Tirino portrayed Ashdeep as the Cinderella of the family, treated with cruelty by the woman who married her father and allegedly killed her just three months after she moved to the United States from her native India. Ashdeep’s mother wanted her to have a better life with her father in Queens, Tirino told the jury.

“But instead of a better life, she suffered a violent death at the hands of this defendant,” Tirino said, pointing at Arjun, who wore a rumpled lavender pants suit, her waist-length black hair streaked with gray, as she stared straight ahead during opening statements. “Instead of taking care of her, she killed her in a most brutal fashion.”

Tirino said Arjun squeezed Ashdeep’s neck and “left her lying dead, naked in a bathtub in their home” before she “fled” with the two grandchildren, a laundry bag full of clothes and a fanny pack full of identifying documents to the Ozone Park home of her ex-husband.

Arjun, her husband Sukhjinder Singh and the three young children shared the two-bedroom home in Richmond Hill with another immigrant family in order to save money on rent and utilities.

On the day of the murder, the mother of the other family noticed that the bathroom door was locked and the light was on, even though there was no movement or noise inside the room.

After a few hours, the mother encountered Arjun leaving the home with her two granddaughters and asked, in broken English, who was in the bathroom and where Ashdeep was, Tirino said.

Arjun said Ashdeep was washing her hair and quickly left the home, but the housemate remained suspicious, Tirino said. Arjun and Singh had never asked her to babysit their children before and she barely knew them after living together for just 13 days.

She called Singh, Ashdeep’s father, at his job at a Crown Fried Chicken in Brooklyn. Singh panicked and “pleaded with” his housemate to open the door by any means necessary. So she called an acquaintance who came over and kicked in the door.

“That’s when they found her lying in the tub, not breathing, her lips are blue … motionless,” Tirino said, “She was in rigor mortis.”

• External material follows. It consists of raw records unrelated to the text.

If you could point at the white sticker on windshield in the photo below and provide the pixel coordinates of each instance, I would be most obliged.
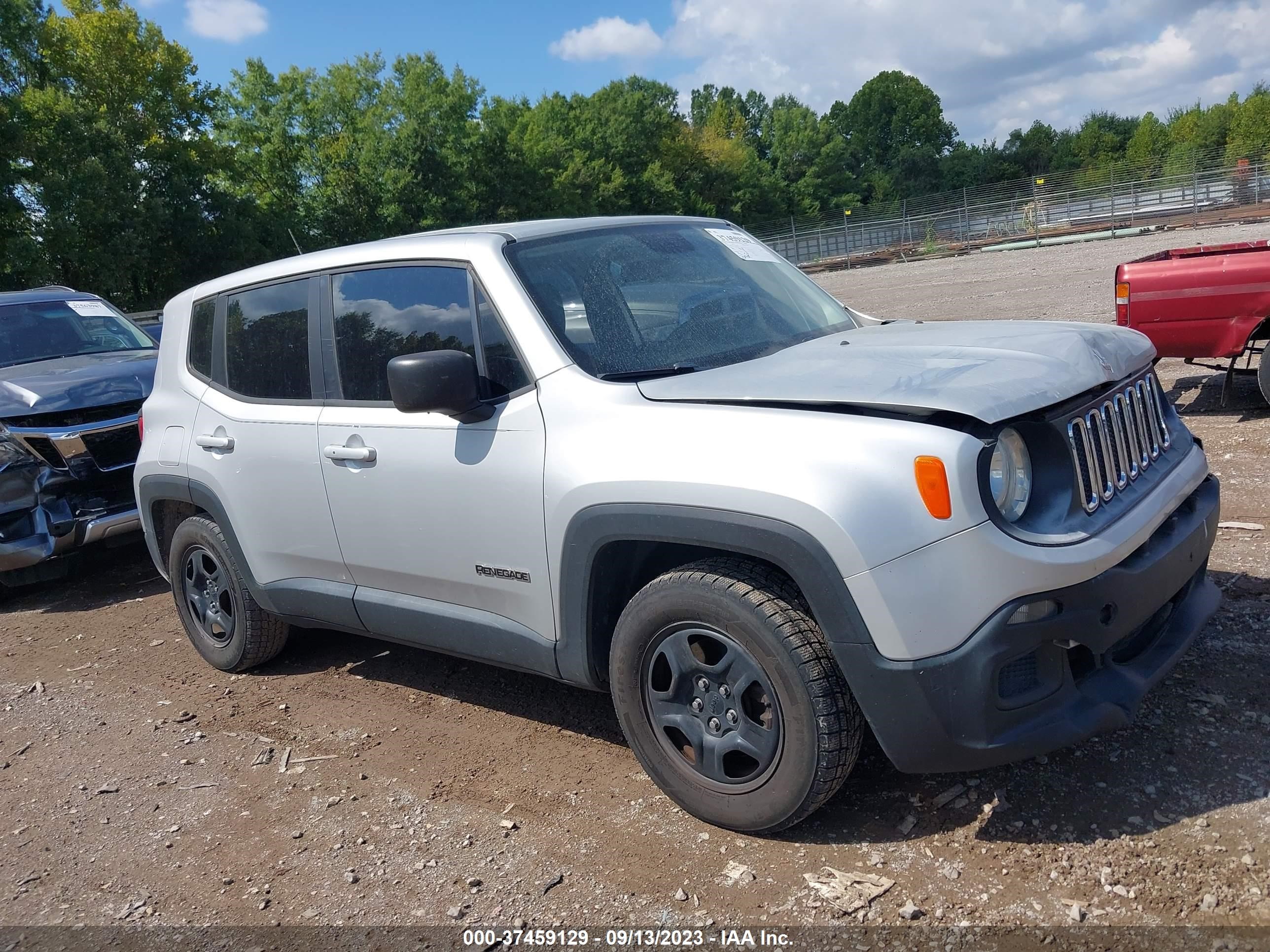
(91, 309)
(743, 245)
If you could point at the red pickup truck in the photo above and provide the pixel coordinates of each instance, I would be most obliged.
(1203, 301)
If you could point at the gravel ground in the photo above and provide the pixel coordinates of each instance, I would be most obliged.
(139, 785)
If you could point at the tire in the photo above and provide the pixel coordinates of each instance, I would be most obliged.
(221, 620)
(786, 730)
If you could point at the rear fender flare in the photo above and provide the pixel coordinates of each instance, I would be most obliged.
(786, 546)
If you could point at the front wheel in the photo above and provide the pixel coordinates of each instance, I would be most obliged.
(221, 618)
(729, 697)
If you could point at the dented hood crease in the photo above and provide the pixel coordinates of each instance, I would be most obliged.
(76, 382)
(987, 370)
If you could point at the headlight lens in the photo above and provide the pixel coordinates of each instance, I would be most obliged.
(1010, 474)
(10, 451)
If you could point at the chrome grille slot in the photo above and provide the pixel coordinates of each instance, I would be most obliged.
(1117, 441)
(1099, 444)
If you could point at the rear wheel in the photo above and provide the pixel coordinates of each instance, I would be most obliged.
(729, 697)
(1264, 373)
(223, 621)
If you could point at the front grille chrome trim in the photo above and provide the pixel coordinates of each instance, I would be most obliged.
(1130, 433)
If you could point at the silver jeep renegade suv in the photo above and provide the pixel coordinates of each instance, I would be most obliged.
(648, 456)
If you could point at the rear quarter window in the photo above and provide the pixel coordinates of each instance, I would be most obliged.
(267, 342)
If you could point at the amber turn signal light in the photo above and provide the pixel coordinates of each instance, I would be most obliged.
(933, 484)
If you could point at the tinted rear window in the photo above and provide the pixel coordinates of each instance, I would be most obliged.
(267, 342)
(201, 319)
(384, 312)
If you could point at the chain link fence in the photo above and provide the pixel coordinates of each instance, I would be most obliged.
(1117, 200)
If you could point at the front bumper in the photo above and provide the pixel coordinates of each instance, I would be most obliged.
(1014, 691)
(52, 539)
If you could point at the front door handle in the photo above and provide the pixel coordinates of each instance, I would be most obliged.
(358, 455)
(209, 442)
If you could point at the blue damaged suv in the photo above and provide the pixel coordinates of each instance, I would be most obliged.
(74, 373)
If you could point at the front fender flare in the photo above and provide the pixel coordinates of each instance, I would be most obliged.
(786, 546)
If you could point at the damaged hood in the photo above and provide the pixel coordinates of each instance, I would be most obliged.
(76, 382)
(987, 370)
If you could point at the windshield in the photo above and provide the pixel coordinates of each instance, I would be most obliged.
(49, 329)
(671, 298)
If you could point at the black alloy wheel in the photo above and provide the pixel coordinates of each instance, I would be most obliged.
(713, 706)
(206, 589)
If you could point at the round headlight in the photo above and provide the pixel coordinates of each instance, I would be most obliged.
(1010, 474)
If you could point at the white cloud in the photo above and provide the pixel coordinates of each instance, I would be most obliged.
(422, 318)
(606, 38)
(232, 21)
(996, 64)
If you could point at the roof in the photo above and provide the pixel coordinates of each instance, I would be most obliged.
(543, 228)
(424, 244)
(49, 294)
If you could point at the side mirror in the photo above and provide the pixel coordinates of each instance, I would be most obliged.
(439, 381)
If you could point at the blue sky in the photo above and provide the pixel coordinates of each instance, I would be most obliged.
(996, 64)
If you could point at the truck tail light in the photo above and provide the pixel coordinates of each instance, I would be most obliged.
(933, 485)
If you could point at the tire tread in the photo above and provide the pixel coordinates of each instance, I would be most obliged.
(266, 634)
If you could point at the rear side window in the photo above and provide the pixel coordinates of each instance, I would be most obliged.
(384, 312)
(504, 374)
(267, 342)
(201, 320)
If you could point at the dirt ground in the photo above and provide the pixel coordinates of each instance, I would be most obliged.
(457, 795)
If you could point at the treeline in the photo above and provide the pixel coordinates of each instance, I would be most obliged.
(125, 174)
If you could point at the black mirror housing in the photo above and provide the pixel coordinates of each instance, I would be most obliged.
(439, 381)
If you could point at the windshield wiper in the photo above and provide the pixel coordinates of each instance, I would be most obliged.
(651, 373)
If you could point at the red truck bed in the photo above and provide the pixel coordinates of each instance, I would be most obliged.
(1203, 301)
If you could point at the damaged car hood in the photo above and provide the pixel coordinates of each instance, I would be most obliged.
(76, 382)
(987, 370)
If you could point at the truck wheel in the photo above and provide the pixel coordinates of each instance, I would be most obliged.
(221, 618)
(729, 697)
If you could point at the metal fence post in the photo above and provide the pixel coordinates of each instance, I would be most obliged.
(1035, 214)
(1194, 190)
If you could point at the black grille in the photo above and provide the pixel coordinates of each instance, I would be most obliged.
(65, 419)
(1117, 441)
(113, 448)
(1019, 677)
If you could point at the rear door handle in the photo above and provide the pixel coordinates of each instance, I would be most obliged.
(358, 455)
(210, 442)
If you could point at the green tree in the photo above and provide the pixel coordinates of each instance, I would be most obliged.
(117, 157)
(896, 131)
(1148, 146)
(1249, 134)
(21, 65)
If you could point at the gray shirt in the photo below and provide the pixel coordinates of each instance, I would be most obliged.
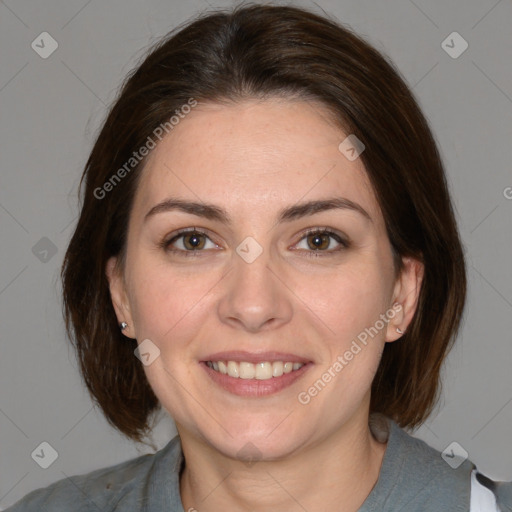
(413, 477)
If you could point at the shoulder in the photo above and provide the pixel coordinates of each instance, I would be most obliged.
(446, 475)
(101, 489)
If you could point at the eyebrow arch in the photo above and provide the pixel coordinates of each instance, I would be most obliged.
(297, 211)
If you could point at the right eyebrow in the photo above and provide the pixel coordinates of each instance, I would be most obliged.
(288, 214)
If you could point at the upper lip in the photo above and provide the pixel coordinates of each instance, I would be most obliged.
(255, 357)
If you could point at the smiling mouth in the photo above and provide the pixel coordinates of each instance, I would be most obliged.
(261, 371)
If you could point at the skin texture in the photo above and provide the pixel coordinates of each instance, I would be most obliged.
(253, 159)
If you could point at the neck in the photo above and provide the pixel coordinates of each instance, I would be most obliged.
(339, 469)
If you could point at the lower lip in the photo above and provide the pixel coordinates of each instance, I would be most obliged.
(255, 387)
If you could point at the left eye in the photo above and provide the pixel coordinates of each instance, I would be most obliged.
(320, 241)
(190, 241)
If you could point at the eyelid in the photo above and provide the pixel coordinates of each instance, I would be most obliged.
(340, 239)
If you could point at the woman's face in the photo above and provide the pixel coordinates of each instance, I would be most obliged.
(249, 284)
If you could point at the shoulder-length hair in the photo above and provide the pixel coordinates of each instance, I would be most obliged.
(263, 51)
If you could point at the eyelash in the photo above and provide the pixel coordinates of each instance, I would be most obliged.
(166, 243)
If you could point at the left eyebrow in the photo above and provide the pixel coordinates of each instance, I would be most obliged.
(288, 214)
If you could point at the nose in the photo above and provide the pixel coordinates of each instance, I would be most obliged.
(254, 297)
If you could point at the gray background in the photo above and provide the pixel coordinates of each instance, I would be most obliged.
(50, 111)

FDNY and EMS arrived at the scene in minutes, but could do nothing for Ashdeep who had died hours earlier. Instead, they treated Singh, who fainted when he discovered that his daughter was dead.

Tirino said that Singh implicated Arjun immediately after he came to. Witnesses allegedly heard him say, “She did it. My wife killed my daughter. She threatened to kill her before.”

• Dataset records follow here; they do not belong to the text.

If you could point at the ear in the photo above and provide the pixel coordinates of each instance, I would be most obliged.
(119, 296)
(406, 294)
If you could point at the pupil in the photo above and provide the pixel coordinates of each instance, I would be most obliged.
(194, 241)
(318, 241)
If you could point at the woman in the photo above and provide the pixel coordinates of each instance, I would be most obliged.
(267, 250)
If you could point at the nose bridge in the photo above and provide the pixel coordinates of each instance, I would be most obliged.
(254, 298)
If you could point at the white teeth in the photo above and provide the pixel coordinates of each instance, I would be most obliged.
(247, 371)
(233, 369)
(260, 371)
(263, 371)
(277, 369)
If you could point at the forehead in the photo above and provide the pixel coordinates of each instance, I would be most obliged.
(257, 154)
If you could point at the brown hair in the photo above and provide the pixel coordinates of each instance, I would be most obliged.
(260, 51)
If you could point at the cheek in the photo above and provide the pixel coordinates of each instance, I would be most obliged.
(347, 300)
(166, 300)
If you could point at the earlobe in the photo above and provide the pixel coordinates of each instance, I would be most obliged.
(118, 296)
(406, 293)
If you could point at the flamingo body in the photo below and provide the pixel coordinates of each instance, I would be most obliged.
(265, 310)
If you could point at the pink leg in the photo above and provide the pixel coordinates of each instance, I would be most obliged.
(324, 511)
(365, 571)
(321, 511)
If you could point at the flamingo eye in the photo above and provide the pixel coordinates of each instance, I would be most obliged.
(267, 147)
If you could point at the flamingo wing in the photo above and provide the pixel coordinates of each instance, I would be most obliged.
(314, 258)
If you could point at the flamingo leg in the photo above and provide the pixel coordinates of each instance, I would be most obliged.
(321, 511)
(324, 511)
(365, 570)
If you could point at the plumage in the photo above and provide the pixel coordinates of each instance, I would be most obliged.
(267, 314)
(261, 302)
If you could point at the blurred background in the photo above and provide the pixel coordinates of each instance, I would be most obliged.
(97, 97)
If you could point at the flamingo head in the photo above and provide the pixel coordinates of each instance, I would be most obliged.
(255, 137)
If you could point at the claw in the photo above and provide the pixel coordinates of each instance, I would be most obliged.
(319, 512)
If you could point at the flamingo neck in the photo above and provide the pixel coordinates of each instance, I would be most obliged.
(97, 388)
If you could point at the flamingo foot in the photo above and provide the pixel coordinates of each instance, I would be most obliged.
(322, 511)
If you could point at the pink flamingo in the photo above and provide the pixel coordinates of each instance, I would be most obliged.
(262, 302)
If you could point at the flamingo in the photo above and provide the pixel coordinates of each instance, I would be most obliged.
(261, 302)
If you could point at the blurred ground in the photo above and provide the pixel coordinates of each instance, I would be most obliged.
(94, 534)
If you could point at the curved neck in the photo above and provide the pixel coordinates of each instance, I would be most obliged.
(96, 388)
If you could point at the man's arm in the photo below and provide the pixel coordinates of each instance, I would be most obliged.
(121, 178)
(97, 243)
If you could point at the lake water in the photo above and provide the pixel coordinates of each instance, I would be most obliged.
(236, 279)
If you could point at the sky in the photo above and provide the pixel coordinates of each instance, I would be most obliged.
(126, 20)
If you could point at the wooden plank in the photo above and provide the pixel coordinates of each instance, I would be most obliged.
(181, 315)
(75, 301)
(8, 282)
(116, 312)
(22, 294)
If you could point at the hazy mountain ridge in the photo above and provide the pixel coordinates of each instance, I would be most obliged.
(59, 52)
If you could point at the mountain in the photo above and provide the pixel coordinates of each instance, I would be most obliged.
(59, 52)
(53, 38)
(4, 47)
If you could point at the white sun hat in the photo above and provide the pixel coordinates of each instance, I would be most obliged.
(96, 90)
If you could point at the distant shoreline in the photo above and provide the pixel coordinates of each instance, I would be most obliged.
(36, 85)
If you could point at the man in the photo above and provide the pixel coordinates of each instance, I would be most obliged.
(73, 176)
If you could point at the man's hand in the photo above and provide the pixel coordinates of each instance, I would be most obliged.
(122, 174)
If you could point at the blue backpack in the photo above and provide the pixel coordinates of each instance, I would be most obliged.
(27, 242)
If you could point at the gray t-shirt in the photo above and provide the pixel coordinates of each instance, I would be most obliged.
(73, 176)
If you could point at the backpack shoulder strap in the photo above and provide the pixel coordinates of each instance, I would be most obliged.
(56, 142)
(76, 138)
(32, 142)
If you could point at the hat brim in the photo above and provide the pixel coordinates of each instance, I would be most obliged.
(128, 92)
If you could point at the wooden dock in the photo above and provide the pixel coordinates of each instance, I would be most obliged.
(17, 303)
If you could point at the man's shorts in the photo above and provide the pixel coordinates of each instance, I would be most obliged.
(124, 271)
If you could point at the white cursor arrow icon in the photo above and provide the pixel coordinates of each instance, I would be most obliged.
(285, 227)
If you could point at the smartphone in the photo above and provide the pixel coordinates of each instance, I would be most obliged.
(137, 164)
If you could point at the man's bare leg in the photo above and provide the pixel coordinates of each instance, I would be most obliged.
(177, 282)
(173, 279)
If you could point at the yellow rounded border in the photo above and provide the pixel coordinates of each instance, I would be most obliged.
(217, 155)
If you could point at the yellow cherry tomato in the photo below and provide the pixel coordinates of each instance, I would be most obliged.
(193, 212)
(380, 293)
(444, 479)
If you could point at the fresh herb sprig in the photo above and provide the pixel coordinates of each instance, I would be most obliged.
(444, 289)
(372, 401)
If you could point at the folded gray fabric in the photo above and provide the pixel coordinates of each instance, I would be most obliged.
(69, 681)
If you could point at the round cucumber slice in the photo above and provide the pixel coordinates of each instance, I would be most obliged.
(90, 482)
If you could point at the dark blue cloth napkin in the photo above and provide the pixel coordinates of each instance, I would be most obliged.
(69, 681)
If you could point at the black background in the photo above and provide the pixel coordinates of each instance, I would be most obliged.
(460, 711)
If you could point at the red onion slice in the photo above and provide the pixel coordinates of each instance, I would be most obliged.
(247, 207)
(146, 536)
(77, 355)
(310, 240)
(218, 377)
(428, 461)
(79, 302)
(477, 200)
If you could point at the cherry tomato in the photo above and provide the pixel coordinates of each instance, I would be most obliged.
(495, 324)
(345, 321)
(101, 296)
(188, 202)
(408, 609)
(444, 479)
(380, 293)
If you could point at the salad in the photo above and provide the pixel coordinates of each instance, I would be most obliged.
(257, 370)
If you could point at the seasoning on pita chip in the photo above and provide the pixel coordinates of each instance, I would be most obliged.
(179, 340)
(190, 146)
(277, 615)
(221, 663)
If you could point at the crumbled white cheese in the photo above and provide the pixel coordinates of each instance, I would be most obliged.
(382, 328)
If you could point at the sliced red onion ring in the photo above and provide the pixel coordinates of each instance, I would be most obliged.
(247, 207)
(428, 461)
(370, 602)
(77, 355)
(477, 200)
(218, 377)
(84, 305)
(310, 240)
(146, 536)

Investigators also found hair allegedly belonging to Arjun on Ashdeep’s body, including a strand wrapped around her rigid thumb.

The NYPD used cell phone positioning data to locate Arjun at her ex-husband Raymond Narayan’s home in South Ozone Park within a couple hours. After a stand-off, Narayan let officers enter the home, where they arrested Arjun.

Defense attorney Todd Greenberg contended that the circumstantial evidence in the case was not what it seemed. He urged the jury and three juror alternates to see past the heartbreaking nature of the crime and the emotional testimony to come — including from Singh.

“When you look at the evidence in this case and you evaluate it, you will not be firmly convinced of the guilt of Ms. Shamdai Arjun for this tragic, tragic death,” Greenberg said. “There’s much more to this case and I’m going to ask you to look at the circumstances.”

For one thing, Greenberg said, there were no eyewitnesses to the brutal murder. Arjun’s departure from the home was not some hasty getaway, he added, but a pre-planned trip to Narayan’s house.